The infant will play [sha’a’] near the cobra’s den,
and the young child will put its hand into the viper’s nest.
(Isaiah 11:8, NIV)
That “play” word describes the kind of delight you get from just having fun. Coasting down a big hill on a bike, swinging on a tire swing, taking a running leap off the dock, grabbing the front seat on a roller coaster: anything that makes you go, “Whee!!” and then bust out laughing is probably a good approximation of the Hebrew word sha’a’. (It’s even fun to say: shah-AH!) Notice how that playful delight shows up repeatedly throughout Psalm 119.
I will delight [sha’a’] in your statutes; I will not forget your word …
I find delight [sha’a’] in your commandments, which I love …
Let your mercy come to me, that I may live;
for your law is my delight [sha’a’] …
If your law had not been my delight [sha’a’],
I would have perished in my affliction.
(Psalm 119:16, 47, 77, 92, ESV)
Psalm 119 seems to think we should take playful delight in God’s Word. That play/sport/delight vocabulary word can be translated as “meditating” on God’s Word—not meditating as in just thinking about it intellectually, but playing with it; exploring it; handling the Word of Truth so that its eternal significance also has meaning for me, today (and having fun doing it).
The purpose of “meditating” on the Word—crushing the herbs, finding playful delight in the text—the purpose of handling Scriptures is to plant that Word deep in your heart so it can grow and bear fruit. That’s what I see going on with hymn journaling.
Music can glorify God all by itself; and music can also deliver the Word. Art can glorify God just by being Art, and if you spend any time on Pintrest or Facebook, you’ll see people talking about how Bible journaling is a kind of worship that brings glory to God.
I think that’s right, but not yet complete. Art can glorify God, but more than that, Art can also deliver the Word; I think that’s where the true power (and real fun) comes in.
The creators of the When from Death I’m Free hymn journal launched a Facebook pop up group to provide a sense of community (we follow Jesus better when we follow Him together). In that group, one of the participants captured what I am talking about. Their comment read: “I amazed by the double dose of concentration/devotion that music and visual meditation is allowing me. I walk around the house humming the melody, recalling the images, and repeating the lyrics. It is really quite powerful.”
Did you get that? The music delivers the Word. The visual imagery delivers the Word. The Word is powerful and active in your daily life, on your lips and in your heart, as you walk around the house.

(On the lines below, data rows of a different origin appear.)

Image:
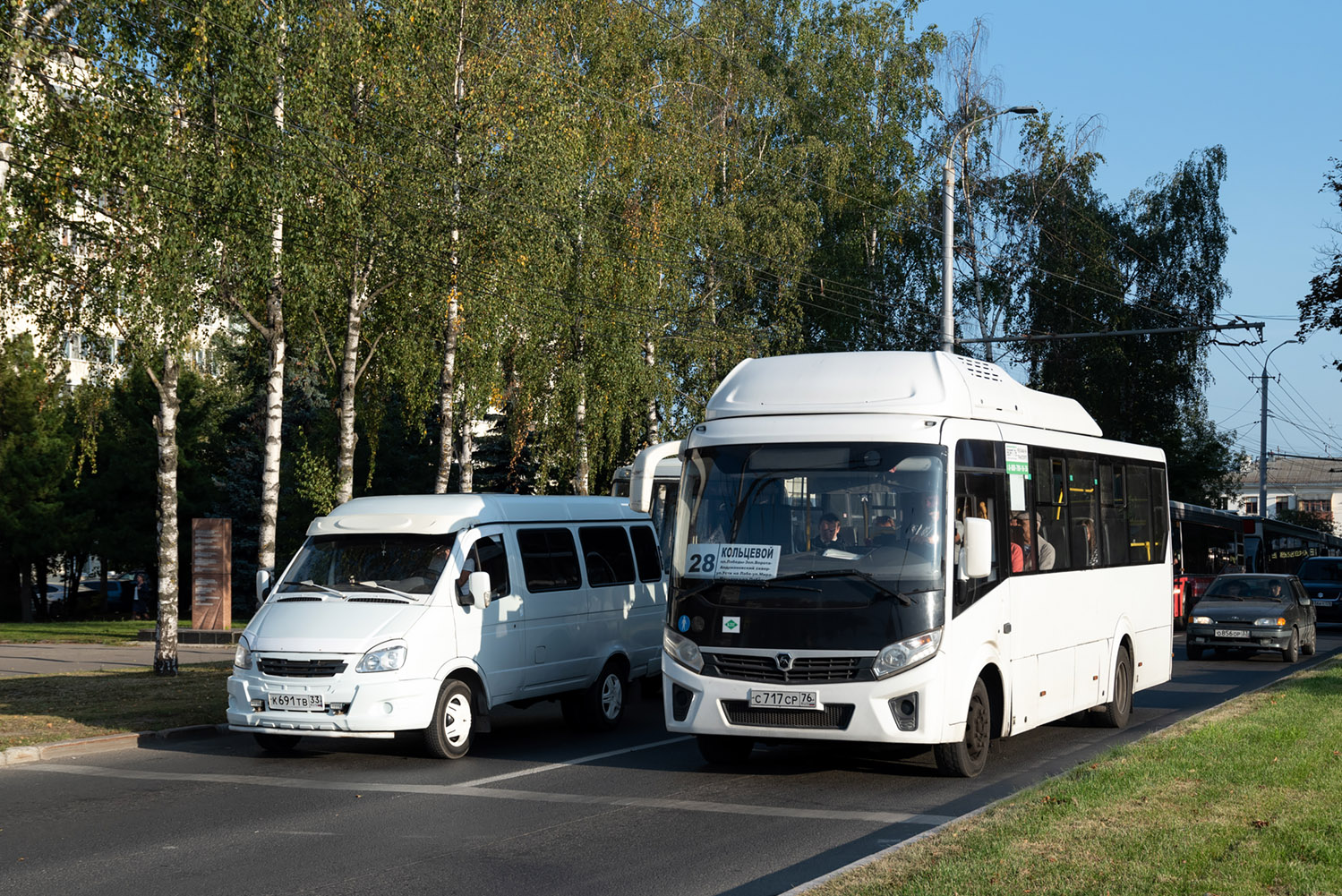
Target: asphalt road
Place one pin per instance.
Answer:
(534, 807)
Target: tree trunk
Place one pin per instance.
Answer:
(166, 431)
(467, 482)
(347, 381)
(276, 339)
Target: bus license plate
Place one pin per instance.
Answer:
(300, 702)
(782, 699)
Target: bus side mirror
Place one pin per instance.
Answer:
(645, 468)
(979, 548)
(476, 591)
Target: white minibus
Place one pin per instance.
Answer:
(424, 612)
(906, 548)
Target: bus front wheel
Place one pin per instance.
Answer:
(967, 758)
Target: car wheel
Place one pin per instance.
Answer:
(967, 758)
(725, 750)
(277, 742)
(1119, 708)
(449, 735)
(1293, 653)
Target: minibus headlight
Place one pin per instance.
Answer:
(682, 650)
(911, 651)
(384, 659)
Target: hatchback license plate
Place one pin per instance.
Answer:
(303, 702)
(784, 699)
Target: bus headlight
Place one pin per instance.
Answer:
(384, 659)
(682, 650)
(242, 655)
(902, 655)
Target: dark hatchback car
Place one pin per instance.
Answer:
(1322, 581)
(1244, 612)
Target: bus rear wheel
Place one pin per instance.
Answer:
(967, 758)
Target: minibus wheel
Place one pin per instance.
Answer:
(967, 758)
(277, 742)
(449, 735)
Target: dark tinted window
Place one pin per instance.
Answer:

Another Facebook member posted: “I’m loving how the artwork makes me take more time on my devotion and really ponder and pray. I especially like the visual faith experiments.” Taking more time—that’s like rubbing the herb (or chewing the cud…). An “experiment” tied to “visual faith”—that’s got sha’a’ written all over it, taking playful delight in engaging the Word.
St. Augustine famously said, “The one who sings, prays twice.” I’d like to add, “And the one who draws, or colors, or sketches, or doodles, prays again and again and again.”

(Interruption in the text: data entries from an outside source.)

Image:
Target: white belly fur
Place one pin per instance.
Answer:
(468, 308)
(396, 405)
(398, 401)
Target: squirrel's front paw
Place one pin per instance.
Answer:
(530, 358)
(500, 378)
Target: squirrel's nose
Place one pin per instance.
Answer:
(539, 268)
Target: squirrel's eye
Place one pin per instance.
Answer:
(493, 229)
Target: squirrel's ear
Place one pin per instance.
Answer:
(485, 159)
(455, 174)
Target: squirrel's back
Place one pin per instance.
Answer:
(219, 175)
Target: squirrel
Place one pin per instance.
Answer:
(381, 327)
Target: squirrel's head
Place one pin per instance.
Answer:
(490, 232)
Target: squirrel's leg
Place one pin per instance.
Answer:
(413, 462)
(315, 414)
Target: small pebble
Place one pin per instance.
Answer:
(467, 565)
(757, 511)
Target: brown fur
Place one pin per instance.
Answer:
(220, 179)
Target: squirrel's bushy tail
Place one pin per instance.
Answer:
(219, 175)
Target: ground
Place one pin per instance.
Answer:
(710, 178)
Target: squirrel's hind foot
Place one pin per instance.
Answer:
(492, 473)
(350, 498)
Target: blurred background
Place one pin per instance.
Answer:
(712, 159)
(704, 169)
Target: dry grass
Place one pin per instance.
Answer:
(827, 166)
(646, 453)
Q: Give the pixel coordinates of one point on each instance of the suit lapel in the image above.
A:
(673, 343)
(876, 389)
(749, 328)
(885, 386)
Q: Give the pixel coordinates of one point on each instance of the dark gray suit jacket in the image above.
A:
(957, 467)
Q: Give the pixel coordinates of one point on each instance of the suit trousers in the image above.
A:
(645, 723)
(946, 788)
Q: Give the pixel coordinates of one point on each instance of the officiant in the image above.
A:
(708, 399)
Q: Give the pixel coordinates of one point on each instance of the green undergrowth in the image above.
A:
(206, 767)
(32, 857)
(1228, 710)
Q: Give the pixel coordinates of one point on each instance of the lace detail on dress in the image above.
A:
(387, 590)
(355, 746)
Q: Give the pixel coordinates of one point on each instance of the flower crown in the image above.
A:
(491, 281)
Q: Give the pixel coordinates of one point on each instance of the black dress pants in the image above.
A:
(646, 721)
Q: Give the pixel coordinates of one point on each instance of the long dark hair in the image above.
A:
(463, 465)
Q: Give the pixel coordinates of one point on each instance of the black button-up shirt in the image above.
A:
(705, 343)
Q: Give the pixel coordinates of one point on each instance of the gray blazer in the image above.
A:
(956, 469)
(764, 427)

The power is already there in the Word. Handling the Word (along with the colored pencils and markers) brings the power of the Word to bear in your day, in your week, in your life. And where the Word is present in your life, you can trust Jesus is present, too. Jesus is the Word of God who got His hands dirty for us; now that same Jesus is present by His Spirit as we get our hands dirty in the Word. The result is a powerful aroma that stays with you all day.
Oh, and fun; don’t forget the pure delight of having Scripture stains on your fingers and in your heart as you go about your daily routine.